The report by the US senate intelligence committee into torture by the Central Intelligence Agency after the September 11, 2001, attacks is disturbing reading, even though it has been heavily redacted and at 499 pages is a fraction of the 6000-page dossier the committee compiled.
Helped by millions of dollars in bribes to officials, the CIA had secret prisons in Poland and other Eastern European countries, but also closer to here, in Thailand, before all prisoners were brought to Guantanamo Bay in Cuba. The interrogation of one Abu Zubaydah in a Thailand prison was one of the worst cases. Even though he’d already started to talk through normal methods, he was put through waterboarding that left him unconscious and foaming at the mouth. Thanks to The New York Times, we know the names of two psychologists, James E. Mitchell and Bruce Jessen, who supervised the interrogation as CIA contractors. Doctors, who presumably had sworn the Hippocratic oath, were also present at torture sessions. Outsourced torture earned such contractors $US81 million between 2003 and 2009.

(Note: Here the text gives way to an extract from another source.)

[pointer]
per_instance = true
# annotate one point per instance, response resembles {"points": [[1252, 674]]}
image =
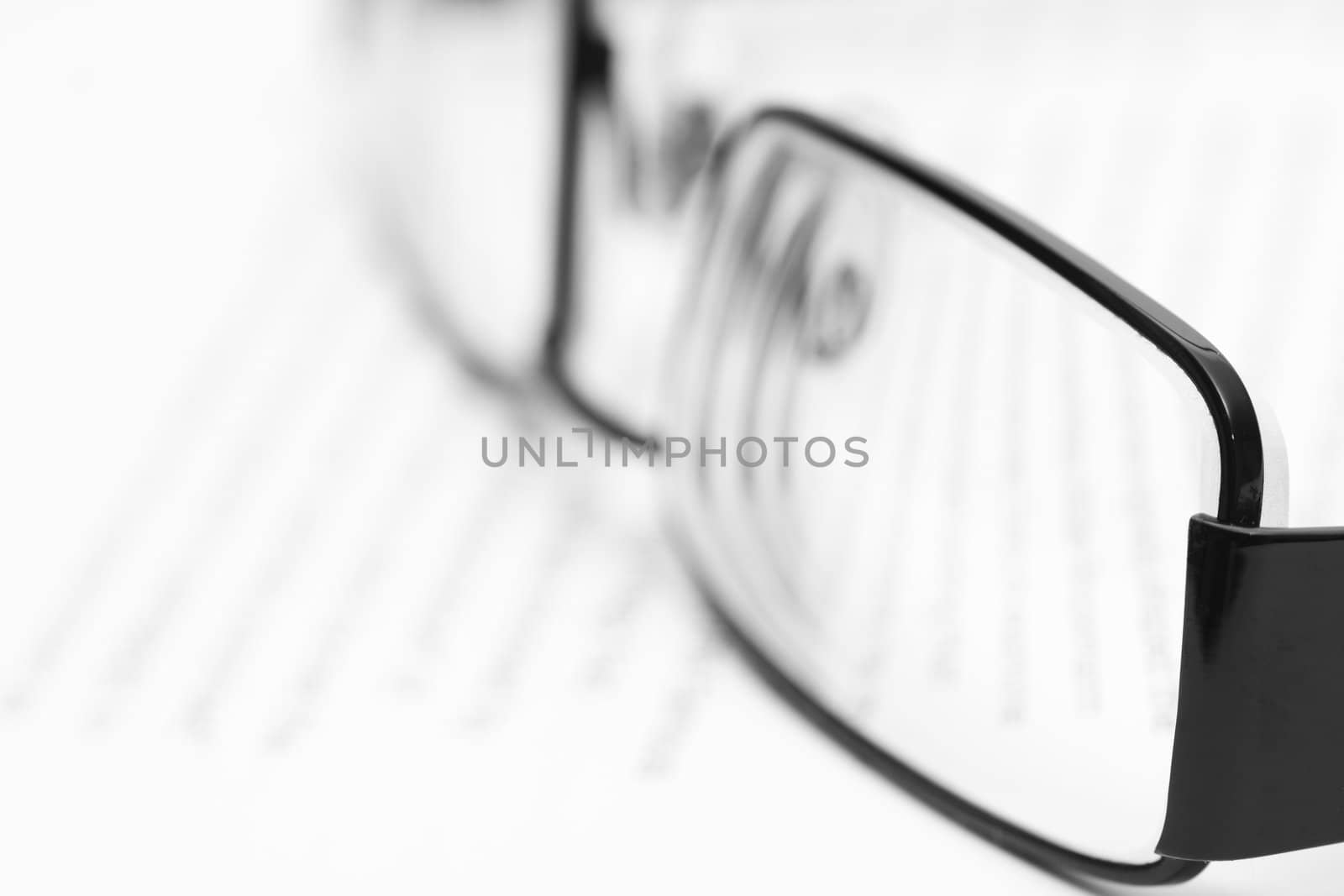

Time, surely, for Australia’s intelligence community and our ambassadors in Washington at the time, Michael Thawley (now head of the Department of Prime Minister and Cabinet) and Dennis Richardson (now head of the Defence Department), to reflect on what they were told by the Americans and what their officials heard and saw on consular visits to Guantanamo.
As Gerard Ryle, director of the International Consortium of Investigative Journalists, told us (World, November 15) “leaks beget leaks”, and the ICIJ’s recent trove of documents on Luxembourg tax lurks set up by PricewaterhouseCoopers has been followed by more documents on profit-shifting by clients of the other “big four” accounting firms: Ernst & Young, Deloitte and KPMG.
Many of the documents are rulings by Luxembourg tax authorities that are obtained by accountants before their clients go ahead with setting up the Luxembourg companies that are party to shuttling earnings and borrowings in a way that lands profits in the low-tax principality. This would seem to put paid to arguments that the arrangements flow from normal business activity. The latest cache adds the Walt Disney Company, the Koch brothers’ empire, Skype, private equity firm Warburg Pincus and Hong Kong’s Hutchison Whampoa to the list of part-time Luxembourgers. The Australian Financial Review’s Neil Chenoweth has joined the ICIJ crew going over the documents, and details how Walt Disney has used intra-group high-interest loans and other tricks to bring its tax rate down from an effective 19.4 per cent in 2008 to 5 per cent in 2013.
There’s some comfort that such companies end up with huge profits stashed in foreign tax havens that can’t be brought back to parent company shareholders without incurring tax. Bloomberg calculates the top 500 American companies have $US1.95 trillion banked overseas (Disney among them with $US1.9 billion). One’s heart bleeds. Brazenly, many of these companies now lobby for a temporary cut in the corporate tax rate as a “repatriation holiday”.